Dziewczyny,
czy w Waszych przedszkolach w grupie maluchów jest nauka jezyka angielskiego?
W przedszkolu Mateuszka zarówno dyrektorka placówki jaki i jego wychowawczyni twierdza, że tak małe dzieci nie potrafiią skoncentrowac się i ze to jest tylko strata pieniedzy. Uwazaja, ze anglistka ma problem z dzieci poniewaz jej sie rozchodza. Dziecia maja inne wazniejsze “problemy”. Ogolenie rzecz ujmujac odradzaja rodzicom nauke jezyka angielskiego w najmlodszej grupie.
A jak jest u Was?
Ja przyznam szczerze, ze mam mieszane uczucia. Mati bardzo lubi przedszkole. Nie placze. Dziwi sie, ze inne dzieci placza. W sumie to nie widze powodu, dla ktorego mialby nie chodzic na angielski.

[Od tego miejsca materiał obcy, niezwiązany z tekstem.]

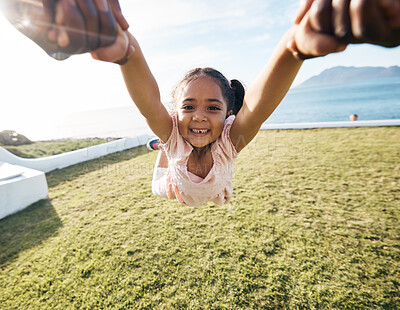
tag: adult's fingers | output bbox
[350,0,392,46]
[42,0,56,20]
[76,0,100,50]
[56,0,88,55]
[108,0,129,31]
[332,0,354,42]
[94,0,118,47]
[294,16,347,57]
[309,0,333,35]
[292,0,314,25]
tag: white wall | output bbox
[0,134,150,172]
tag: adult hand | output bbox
[295,0,400,47]
[3,0,129,59]
[287,0,347,60]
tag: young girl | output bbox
[86,12,345,206]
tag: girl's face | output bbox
[176,77,228,148]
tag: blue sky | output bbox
[0,0,400,137]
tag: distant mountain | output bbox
[298,66,400,87]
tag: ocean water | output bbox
[45,78,400,138]
[266,78,400,124]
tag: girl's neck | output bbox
[192,143,212,158]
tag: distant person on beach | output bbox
[350,114,358,121]
[0,0,129,60]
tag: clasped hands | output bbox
[288,0,400,59]
[2,0,400,62]
[1,0,129,59]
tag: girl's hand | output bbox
[287,2,347,60]
[90,26,135,65]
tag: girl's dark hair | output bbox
[172,67,245,115]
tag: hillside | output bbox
[298,66,400,87]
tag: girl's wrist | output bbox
[114,32,135,66]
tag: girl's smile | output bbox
[177,76,228,148]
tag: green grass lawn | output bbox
[0,127,400,309]
[0,139,115,158]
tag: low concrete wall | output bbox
[261,119,400,130]
[0,134,150,172]
[0,162,49,219]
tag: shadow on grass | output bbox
[0,200,62,268]
[46,146,149,188]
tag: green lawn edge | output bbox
[0,127,400,309]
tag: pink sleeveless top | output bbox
[162,113,238,206]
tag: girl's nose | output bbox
[193,111,207,122]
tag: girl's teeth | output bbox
[192,129,207,133]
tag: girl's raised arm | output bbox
[121,32,172,142]
[231,14,346,151]
[231,28,303,152]
[91,27,172,142]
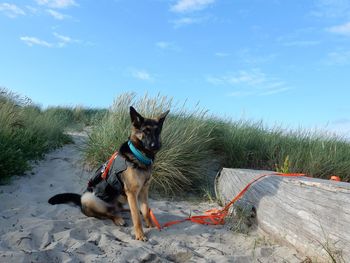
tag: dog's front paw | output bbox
[135,233,147,242]
[145,220,155,228]
[113,217,127,226]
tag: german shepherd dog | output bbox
[48,107,169,241]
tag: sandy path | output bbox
[0,134,303,262]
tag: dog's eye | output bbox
[142,128,151,134]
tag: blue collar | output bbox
[128,140,153,165]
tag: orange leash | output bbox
[149,173,305,230]
[101,152,118,180]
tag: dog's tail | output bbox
[48,193,81,207]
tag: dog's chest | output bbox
[122,167,152,191]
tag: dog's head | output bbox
[130,106,169,153]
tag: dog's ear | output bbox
[157,110,170,125]
[130,106,145,128]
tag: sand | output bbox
[0,133,305,263]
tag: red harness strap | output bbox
[149,173,305,230]
[101,152,118,180]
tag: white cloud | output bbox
[46,9,69,20]
[36,0,78,8]
[20,32,80,48]
[53,32,79,47]
[283,40,320,47]
[171,17,207,28]
[156,41,180,51]
[20,36,54,47]
[171,0,215,13]
[131,69,154,81]
[326,50,350,66]
[327,22,350,36]
[207,69,290,97]
[0,3,26,18]
[311,0,350,18]
[215,52,230,58]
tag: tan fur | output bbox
[77,107,169,241]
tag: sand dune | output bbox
[0,134,303,262]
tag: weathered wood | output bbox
[215,168,350,262]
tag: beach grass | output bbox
[85,93,350,195]
[0,88,105,183]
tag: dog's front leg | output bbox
[139,183,153,227]
[126,191,147,241]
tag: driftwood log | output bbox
[215,168,350,262]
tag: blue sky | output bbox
[0,0,350,137]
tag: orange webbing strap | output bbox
[101,152,118,180]
[150,173,305,230]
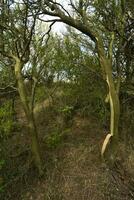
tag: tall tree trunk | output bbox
[13,56,43,175]
[98,45,120,162]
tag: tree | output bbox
[39,0,132,160]
[0,1,43,175]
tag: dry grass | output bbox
[1,108,134,200]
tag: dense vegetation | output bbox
[0,0,134,200]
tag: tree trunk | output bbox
[13,57,43,175]
[98,46,120,162]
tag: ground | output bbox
[0,103,134,200]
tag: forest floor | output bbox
[0,102,134,200]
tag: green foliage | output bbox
[46,130,63,149]
[0,101,14,138]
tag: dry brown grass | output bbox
[1,108,134,200]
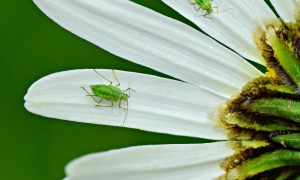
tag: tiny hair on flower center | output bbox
[218,20,300,179]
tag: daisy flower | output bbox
[25,0,300,180]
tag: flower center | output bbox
[219,22,300,179]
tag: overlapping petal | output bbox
[25,69,225,139]
[35,0,261,98]
[163,0,276,65]
[270,0,297,22]
[66,142,233,180]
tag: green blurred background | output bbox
[0,0,218,180]
[0,0,274,180]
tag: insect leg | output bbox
[201,11,212,19]
[93,69,112,85]
[81,87,103,104]
[119,100,128,126]
[96,101,114,107]
[123,88,135,97]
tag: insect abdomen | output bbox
[90,85,123,101]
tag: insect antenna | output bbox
[81,87,103,104]
[122,100,128,126]
[93,69,112,84]
[112,69,120,86]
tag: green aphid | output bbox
[81,69,135,125]
[189,0,218,17]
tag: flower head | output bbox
[25,0,297,179]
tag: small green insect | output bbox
[81,69,135,126]
[188,0,218,17]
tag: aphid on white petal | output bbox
[81,69,135,126]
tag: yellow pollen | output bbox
[265,68,276,79]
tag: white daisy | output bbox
[25,0,296,180]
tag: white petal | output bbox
[270,0,296,22]
[163,0,276,65]
[25,69,226,139]
[66,142,233,180]
[35,0,261,97]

Czy faktycznie jest jeszcze za wczesnie?
Pozdrawiam 🙂
Strona 2 odpowiedzi na pytanie: Nauka j. angielskiego w grupie maluchów
Dokładnie to samo powiedziała wczoraj nam pani w przedszkolu! Ba! nawet 4 latki jeszcze mogą miec problem ze skupieniem uwagi.
A 3 latek potrafi się skupic na 10min max!
Ale Kantalupy dzieci mają kontakt codziennie z obcym językierm!!! I to ma sens wtedy.
A w przedszkolu nauka zazwyczaj to dwa, albo raz w tygodniu! i dla 3 latka to już nie ma za bardzo sensu.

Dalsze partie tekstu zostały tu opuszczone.